8:30 p.m. — Since he’s been going into the office every once in a while, A. orders more masks from Amazon from our joint account ($20.57) and new cat boxes with covers from PetSmart ($58.97). We’ve alternated between covered and uncovered over the years but one of them keeps peeing on the edge of the box and it’s getting onto the carpet/wall. I think uncovered is better for their breathing, but we can’t have this in an apartment! We talk about getting our carpets cleaned soon and plan to deep clean this weekend. $79.54
9:30 p.m. — I make a massive taco with melted shredded cheese, salsa chicken, rice, spinach, salsa, and guacamole. Eat some Doritos after while watching some Westworld.

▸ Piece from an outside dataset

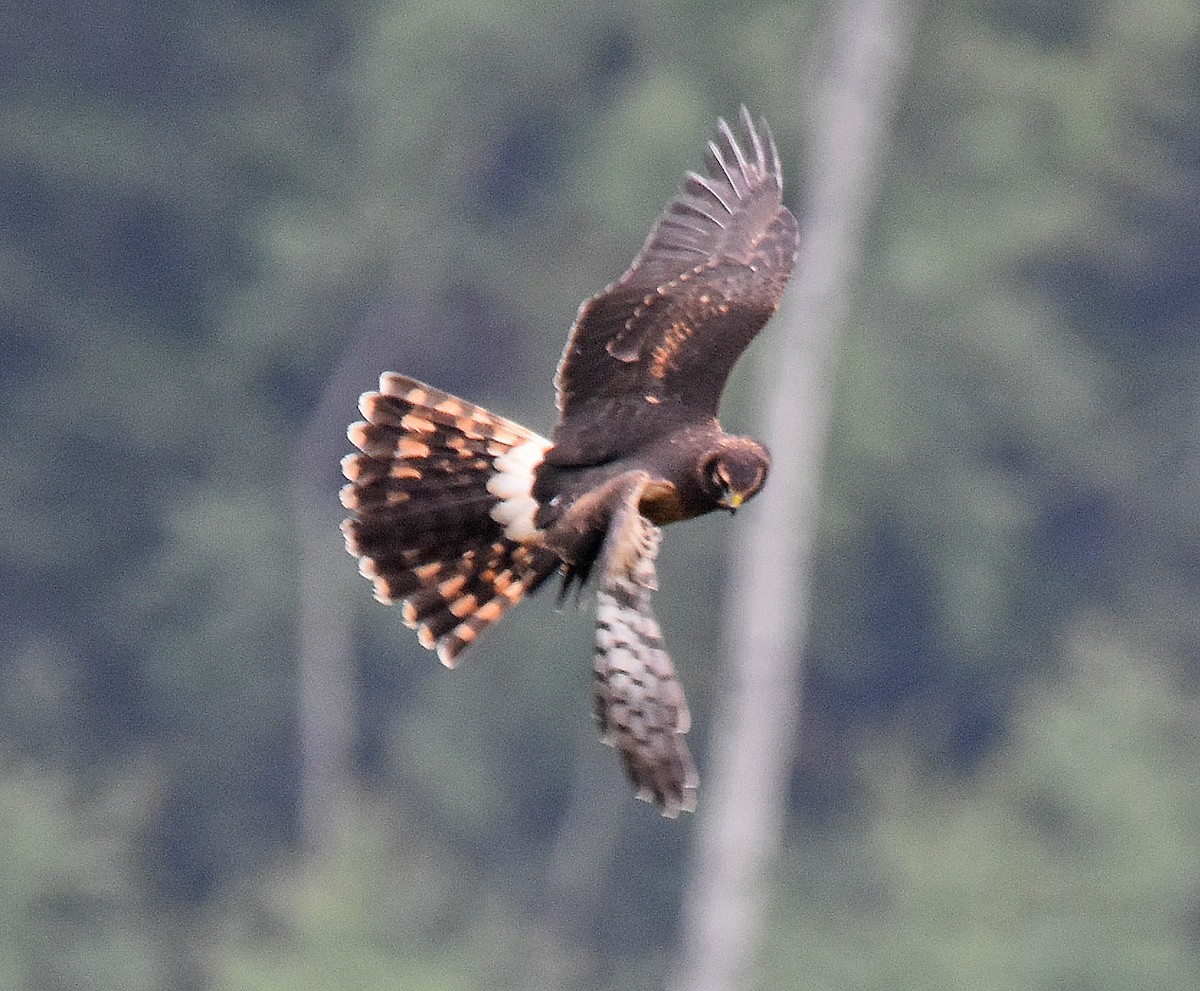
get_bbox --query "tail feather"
[341,373,559,666]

11:30 p.m. — Sweet tooth calls. A. made brownies last week and I have one with some Blue Bell Cookie Cake ice cream and watch YouTube.
Daily Total: $79.54
2 a.m. — Why am I like this. Brush my teeth and crawl into bed.
8:30 a.m. — Ignore/snooze my persistent alarms. Throw on leggings, crewneck sweatshirt, and glasses, fill my water, and take birth control and allergy meds. Run a brush through my hair since I went to sleep on it wet and my part is wacky. I’m in meetings/webinars all day. Around midday I have the same iced coffee as yesterday.
1:30 p.m. — My manager sends me an email informing me that I was approved for $4,800 towards my tuition this fall!!!!!!!!!!!!!!!!!!!!! I am SO happy. I’ve been on a payment plan putting $860 towards my bill every payday. It’ll be such a relief to add this money to savings and investing this fall. Send A. a message that I have good news and we talk for five minutes.
6 p.m. — Special class webinar in preparation for the final and last week. Only four of us join the Zoom call so it turns into a more intimate chat with the professor. He gives us interview and career advice, talks about some of his experiences, and answers our questions about the homework and final. This has been one of my favorite classes so far and I love how personable he is, even though we’re online students.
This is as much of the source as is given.